He had been interrupted in his attempts to get food earlier and had been too tired to bother asking for anything after his talk with Aurora, so now his stomach was really loud in its demand for food.

Aurora walked over and presented Daxter with the basket of berries.

“We shall set off again once Baur returns from his excursion.” Aurora told Daxter as she retrieved a second basket to pick berries with.

Eventually, Daxter ate the berries from the basket and joined Aurora at the bushes, reluctantly leaving his quilt behind.

“Ow!” Daxter yanked his hand back after trying to pick a berry for himself. “It hurt me.”
Tears prickled in his eyes.

“These bushes have thorns, so you do need to be careful.” Aurora warning came too late.

The old woman showed off a fresh but surface-level scratch on the back of her hand, showing that even she couldn’t avoid getting hurt.

“Well, Ima leave ya to that.” Daxter said.

He wasn’t going to put up being stabbed just for some berries. He’d let Aurora to pick them for him.

Eventually, Baur returned and was hooked up to his harness again, then they were on the move again. This time, Daxter sat beside Aurora at the front of the caravan, once again wrapped in his quilt. It wasn’t all that cold during the day, but Daxter just liked the comfort that the quilt gave him.

To pass the time, Daxter read through his book again. He was still only just learning to read, so could only read a few words, leaving him to just stare at the pretty pictures and try to remember what the words had been when Aurora read it to him.

“Wha this word?” Daxter pointed to one of the words, like he had done many times since opening the book.

“It says my name, Aurora.” The old lady explained.

“Oh.” Daxter said, looking at the book. “She has the same name as you.”

The old lady chuckled. “That is me.” She explained.

“Really?” Daxter held up the book and scrutinised the young girl in the book, and then looked up at Aurora, trying to see the resemblance. “But yah ain’t got red hair. Yours is white.”

Aurora chuckled again. “That, young sir, it because I am so very old. You’ll find that we all lose the colour in our hair when we get old.”

Daxter frowned, not satisfied with the answer.

“Tha’ not right.” He concluded. “Tha’ old hag at the orphanage was old like you.
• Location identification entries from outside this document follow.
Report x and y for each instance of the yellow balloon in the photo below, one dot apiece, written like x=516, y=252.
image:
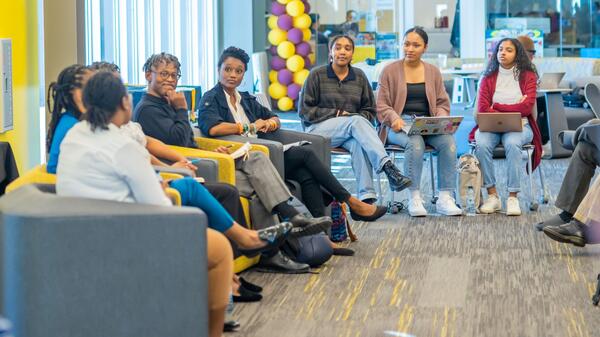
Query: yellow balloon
x=306, y=34
x=300, y=76
x=295, y=8
x=302, y=21
x=273, y=76
x=285, y=103
x=272, y=21
x=277, y=90
x=295, y=63
x=286, y=49
x=276, y=36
Her hair was grey, like ash from tha’ fireplace. Yours is pretty.”

“Well, thank you for your compliment.” Aurora smiled. “But colours can vary. Though, in truth, my hair became white due to my use of Eco. Using Eco so much can change your colour, Sages receive the worst of it, both their skin and hair becoming the colour of their primary Eco.”

“Cool.” Daxter commented. “Yah really went on tha’ adventure? Yah met giants and took down an evil queen and stuff.”

“Indeed I did.” Aurora nodded.

Daxter looked at the book again.

“How come I’ve neva seen anyone like yah friends?” He asked, pointing at a picture of Robert, who looked like a giant mouse in boots, a cap and a cape.

“That…is a little more complicated, I’m afraid.” Aurora sighed, getting that look on her face that adults had when they were trying to think of how to explain something.

“You see, this world in which we live in, from the land to the ocean to the sky, is only one of many worlds. Like how an island is only one of many islands, or how a house is only one of many houses. Do you understand.” Aurora started.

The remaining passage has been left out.